In 2002, Natalie founded a listserv called anthrodesign. This active online community is composed of nearly 3000 members worldwide that are interested in engaging in dialogue about cross-disciplinary collaboration, with a particular focus on the use of field research (ethnographic) methods in the business context. Natalie’’s research explores the ways in which institutions respond to macro-economic, industry, and regional trends, and how those organizational changes affect the lives of employees. Her dissertation focused on traditional management practices (HR, Finance, Marketing) as well as emergent practices like self-management (in the tradition of Foucault) that are critical for corporations to control their increasingly mobile and remote workforce.
Natalie received her AB in Religion and Biblical Literature from Smith College, her MA in Whole Systems Design from Antioch University Seattle, and her MA and PhD in Anthropology from Temple University in Philadelphia.
Conference Theme – Qualitative Research and Technology
From the conference website:
The first qualitative research technology were the researchers themselves. As the primary instrument qualitative researchers used their human senses to see, hear, smell, taste, and feel the world around them. Through these channels researchers generated data and then used their cognitive abilities to make sense of the qualities represented by this data. As qualitative research progressed, the beginnings of new technologies could be seen in the enterprise. Pencils and paper in the field and typewriters in the office led to handheld devices on location and qualitative data analysis programs in the clouds. All along this evolutionary pathway, these technologies not only help researchers perform their instrumental duties, but also helped the change the nature of these acts themselves to the point that the prominence of the qualitative researcher as main instrument in qualitative research may be called into question by the dominance of technological advancements.
Qualitative researchers are not alone in these challenging encounters with technologies in their everyday lives. Each of us in our daily activities can observe the greater and greater place technology plays in how we live, work, and play. Discovering how we utilize these technologies, how we experience them, and how we enact change with them are all wonderful areas in which we as qualitative researchers can engage our inquiries.

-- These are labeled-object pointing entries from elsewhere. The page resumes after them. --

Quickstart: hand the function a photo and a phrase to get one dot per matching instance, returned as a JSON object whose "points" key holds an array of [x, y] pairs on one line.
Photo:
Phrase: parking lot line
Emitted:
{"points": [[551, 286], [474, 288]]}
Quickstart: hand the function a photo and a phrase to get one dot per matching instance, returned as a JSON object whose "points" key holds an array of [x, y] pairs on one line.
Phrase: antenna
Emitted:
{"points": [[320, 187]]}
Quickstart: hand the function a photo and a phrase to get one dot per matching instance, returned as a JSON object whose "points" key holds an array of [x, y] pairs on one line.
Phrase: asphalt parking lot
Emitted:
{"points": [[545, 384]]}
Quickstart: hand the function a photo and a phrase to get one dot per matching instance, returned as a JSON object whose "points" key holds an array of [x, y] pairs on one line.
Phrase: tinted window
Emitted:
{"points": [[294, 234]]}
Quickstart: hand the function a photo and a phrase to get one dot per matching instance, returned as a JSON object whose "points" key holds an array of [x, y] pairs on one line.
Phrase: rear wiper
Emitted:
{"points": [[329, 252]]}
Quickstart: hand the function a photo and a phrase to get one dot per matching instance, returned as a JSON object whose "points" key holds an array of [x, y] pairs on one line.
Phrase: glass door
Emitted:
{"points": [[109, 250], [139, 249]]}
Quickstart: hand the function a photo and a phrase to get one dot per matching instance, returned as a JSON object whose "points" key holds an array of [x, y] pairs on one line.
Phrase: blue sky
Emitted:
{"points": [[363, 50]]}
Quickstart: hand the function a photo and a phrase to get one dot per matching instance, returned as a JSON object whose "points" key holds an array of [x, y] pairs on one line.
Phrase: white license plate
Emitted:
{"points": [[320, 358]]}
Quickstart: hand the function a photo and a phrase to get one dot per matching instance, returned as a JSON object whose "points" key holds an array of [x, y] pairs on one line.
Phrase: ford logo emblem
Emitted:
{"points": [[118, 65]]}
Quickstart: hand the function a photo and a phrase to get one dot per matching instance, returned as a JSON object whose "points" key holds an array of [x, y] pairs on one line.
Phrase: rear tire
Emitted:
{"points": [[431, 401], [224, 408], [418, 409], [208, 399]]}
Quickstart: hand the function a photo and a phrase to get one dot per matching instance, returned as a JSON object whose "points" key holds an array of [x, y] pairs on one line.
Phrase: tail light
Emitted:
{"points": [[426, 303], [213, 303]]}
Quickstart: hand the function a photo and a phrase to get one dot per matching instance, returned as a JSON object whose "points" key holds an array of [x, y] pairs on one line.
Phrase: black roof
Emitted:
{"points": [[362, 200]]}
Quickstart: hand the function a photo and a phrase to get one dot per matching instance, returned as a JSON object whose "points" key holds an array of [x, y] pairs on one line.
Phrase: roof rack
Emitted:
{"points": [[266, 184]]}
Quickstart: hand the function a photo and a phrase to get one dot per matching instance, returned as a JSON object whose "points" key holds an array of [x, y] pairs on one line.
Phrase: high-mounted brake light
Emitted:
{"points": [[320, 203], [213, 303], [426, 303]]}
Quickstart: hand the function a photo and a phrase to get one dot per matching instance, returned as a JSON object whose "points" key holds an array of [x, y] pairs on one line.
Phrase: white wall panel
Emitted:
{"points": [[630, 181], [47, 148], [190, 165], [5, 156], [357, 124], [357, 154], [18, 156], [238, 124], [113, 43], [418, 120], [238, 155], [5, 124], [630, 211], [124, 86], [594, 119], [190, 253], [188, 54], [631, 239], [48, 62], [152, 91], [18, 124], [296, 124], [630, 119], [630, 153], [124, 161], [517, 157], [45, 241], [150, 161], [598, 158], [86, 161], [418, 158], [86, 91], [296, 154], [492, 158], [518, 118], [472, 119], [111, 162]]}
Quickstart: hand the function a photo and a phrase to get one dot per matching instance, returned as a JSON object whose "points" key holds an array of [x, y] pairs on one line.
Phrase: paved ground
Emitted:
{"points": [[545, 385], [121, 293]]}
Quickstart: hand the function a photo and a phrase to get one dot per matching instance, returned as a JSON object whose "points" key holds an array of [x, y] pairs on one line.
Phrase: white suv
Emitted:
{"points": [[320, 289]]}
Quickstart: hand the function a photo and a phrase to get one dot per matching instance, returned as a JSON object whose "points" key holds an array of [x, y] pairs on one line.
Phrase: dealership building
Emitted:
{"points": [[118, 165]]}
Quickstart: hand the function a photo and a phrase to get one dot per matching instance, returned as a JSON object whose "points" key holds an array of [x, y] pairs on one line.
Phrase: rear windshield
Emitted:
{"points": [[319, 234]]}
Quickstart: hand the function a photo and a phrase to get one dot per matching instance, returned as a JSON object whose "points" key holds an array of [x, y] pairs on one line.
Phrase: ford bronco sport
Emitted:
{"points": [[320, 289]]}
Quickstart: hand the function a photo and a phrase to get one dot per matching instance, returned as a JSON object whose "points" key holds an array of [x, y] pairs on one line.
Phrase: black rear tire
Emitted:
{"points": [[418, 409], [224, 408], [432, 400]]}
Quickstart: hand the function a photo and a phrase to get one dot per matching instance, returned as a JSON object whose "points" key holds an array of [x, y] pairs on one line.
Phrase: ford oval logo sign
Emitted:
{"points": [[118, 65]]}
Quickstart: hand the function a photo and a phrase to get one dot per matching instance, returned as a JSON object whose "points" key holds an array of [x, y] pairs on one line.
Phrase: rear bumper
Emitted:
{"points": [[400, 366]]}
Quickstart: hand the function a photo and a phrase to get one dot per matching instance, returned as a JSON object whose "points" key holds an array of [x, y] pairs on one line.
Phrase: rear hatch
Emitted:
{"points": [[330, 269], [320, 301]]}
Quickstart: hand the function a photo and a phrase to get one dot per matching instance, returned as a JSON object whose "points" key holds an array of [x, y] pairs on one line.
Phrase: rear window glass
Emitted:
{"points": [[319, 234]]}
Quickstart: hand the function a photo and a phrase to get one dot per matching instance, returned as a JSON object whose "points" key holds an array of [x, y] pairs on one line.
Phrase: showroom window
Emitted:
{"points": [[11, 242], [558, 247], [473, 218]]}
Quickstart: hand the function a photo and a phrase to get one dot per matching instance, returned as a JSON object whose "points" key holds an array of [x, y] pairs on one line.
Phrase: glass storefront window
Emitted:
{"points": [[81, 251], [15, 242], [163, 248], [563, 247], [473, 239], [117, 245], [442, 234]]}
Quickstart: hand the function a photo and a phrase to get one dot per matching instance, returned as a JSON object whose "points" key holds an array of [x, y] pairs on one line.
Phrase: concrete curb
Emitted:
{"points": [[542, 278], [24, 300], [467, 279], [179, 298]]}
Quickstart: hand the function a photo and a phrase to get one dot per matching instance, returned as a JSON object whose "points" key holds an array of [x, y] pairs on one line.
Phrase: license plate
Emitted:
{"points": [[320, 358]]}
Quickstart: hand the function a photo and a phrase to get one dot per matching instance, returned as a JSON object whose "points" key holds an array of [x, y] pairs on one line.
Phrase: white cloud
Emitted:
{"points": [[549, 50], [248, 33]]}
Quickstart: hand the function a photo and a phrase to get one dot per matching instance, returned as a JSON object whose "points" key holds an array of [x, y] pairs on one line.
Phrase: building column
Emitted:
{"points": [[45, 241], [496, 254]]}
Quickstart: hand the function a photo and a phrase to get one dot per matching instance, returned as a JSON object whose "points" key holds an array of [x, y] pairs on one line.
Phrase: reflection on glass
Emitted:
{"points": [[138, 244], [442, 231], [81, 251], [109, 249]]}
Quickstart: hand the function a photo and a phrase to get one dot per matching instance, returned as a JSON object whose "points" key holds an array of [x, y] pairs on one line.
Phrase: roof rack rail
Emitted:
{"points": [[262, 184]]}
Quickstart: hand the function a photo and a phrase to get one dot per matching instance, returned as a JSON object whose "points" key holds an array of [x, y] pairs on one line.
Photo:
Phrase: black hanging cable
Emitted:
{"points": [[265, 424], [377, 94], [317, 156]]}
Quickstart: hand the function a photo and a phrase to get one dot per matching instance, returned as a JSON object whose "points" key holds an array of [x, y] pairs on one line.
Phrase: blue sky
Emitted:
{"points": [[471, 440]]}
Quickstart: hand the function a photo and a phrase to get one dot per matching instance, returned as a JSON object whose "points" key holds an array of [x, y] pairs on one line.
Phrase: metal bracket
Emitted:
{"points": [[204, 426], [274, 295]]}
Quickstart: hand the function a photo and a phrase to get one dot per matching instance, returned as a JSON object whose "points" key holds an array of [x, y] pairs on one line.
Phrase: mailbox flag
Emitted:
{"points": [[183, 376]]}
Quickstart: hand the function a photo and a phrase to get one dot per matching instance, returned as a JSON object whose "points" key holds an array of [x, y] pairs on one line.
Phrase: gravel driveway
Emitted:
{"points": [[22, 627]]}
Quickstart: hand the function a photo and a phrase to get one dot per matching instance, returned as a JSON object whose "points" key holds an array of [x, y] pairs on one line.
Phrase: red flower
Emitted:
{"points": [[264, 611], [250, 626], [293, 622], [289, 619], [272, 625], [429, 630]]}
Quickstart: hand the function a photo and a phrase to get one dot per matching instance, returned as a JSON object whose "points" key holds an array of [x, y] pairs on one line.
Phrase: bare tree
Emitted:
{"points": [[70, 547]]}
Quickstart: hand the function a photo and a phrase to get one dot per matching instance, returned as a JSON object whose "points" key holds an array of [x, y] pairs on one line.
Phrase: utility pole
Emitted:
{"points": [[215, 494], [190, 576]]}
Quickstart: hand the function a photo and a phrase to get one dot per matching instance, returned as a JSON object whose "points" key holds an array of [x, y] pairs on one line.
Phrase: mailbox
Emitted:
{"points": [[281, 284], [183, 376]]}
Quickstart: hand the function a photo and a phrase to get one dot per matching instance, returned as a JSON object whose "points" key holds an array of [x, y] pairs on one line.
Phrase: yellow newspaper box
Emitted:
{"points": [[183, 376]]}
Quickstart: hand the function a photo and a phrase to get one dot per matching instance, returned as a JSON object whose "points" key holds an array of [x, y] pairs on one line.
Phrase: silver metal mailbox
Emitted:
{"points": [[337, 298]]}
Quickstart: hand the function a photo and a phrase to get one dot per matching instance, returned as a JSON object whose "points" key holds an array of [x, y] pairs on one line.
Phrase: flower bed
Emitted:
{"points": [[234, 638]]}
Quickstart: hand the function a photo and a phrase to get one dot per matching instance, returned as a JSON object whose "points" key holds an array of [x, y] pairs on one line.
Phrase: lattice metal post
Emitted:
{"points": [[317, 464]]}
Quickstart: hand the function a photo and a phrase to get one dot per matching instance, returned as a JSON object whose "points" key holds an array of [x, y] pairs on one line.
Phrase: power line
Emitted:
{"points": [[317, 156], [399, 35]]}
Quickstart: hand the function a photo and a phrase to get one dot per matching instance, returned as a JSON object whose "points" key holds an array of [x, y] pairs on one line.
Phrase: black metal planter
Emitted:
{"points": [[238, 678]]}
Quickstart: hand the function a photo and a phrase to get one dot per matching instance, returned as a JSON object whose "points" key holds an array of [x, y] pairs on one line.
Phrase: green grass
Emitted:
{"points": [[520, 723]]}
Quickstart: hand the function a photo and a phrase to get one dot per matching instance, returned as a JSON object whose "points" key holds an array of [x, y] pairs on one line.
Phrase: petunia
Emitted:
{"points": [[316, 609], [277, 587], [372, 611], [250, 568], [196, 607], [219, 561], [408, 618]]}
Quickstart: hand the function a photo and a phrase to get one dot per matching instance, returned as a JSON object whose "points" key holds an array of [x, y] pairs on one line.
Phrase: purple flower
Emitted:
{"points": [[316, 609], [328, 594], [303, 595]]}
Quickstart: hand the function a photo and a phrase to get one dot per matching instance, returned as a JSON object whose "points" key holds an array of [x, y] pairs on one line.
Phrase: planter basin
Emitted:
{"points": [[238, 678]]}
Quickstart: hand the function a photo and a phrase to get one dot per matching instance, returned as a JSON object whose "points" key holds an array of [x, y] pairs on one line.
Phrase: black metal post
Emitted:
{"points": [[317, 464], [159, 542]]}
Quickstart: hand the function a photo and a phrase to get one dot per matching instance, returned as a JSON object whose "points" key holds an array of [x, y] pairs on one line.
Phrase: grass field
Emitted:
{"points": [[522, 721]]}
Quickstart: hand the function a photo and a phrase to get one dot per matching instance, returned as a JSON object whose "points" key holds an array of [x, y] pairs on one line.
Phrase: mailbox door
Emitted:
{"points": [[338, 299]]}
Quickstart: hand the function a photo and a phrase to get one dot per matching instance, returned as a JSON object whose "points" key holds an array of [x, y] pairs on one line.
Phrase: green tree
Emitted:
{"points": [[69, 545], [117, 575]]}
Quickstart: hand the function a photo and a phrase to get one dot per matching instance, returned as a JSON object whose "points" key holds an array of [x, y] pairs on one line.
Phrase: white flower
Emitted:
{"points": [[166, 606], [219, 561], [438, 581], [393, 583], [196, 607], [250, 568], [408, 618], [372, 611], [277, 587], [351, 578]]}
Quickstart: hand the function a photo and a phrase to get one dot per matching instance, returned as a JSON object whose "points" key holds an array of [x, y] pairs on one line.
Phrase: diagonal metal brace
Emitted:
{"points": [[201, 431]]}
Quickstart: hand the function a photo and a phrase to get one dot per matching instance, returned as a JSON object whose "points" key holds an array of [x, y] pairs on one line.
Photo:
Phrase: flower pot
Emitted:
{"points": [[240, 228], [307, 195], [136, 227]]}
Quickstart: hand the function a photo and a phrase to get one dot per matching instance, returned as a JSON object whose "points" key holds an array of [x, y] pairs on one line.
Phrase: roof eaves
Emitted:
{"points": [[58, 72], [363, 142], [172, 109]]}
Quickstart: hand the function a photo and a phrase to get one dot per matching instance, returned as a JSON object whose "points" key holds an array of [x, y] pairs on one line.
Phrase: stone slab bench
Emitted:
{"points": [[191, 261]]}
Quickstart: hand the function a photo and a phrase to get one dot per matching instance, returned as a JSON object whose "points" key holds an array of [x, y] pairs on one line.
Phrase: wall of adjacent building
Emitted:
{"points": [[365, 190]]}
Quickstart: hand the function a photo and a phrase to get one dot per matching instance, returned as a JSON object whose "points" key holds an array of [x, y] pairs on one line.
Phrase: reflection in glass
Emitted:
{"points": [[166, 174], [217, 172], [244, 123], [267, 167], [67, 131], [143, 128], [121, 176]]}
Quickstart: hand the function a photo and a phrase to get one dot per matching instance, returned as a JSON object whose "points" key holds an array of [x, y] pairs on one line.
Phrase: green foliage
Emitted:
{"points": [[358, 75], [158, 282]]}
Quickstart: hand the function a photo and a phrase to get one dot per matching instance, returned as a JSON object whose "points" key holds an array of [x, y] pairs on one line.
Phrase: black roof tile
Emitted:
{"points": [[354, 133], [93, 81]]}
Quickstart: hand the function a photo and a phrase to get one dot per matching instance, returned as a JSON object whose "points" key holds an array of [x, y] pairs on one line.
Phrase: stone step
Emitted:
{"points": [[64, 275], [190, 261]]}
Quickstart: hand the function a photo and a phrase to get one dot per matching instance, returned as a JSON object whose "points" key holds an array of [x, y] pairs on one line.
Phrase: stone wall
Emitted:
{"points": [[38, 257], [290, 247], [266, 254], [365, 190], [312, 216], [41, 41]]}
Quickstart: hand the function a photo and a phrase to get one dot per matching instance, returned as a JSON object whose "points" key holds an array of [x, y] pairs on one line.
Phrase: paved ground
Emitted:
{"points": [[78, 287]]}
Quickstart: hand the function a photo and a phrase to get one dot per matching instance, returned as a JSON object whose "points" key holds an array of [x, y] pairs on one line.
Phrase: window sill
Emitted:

At TQR2013, we want to explore technology and the qualitative researcher by featuring works of and on qualitative inquiry that exemplify the presence of technology in life and in our research about this technology-infused state-of-living. To this end we encourage prospective presenters to submit their paper and paper panel proposals that will inspire conference attendees to consider technology’s ubiquity in all its forms. Be it in business, education, government, healthcare, recreation, and home life, we are interested in studies which such a focus. We are also very interested in presentations on the application of new technologies in the practice and performance of qualitative research. As always, we are also open to receiving creative presentation forms and content especially those proposals incorporating technology in effective and creative ways.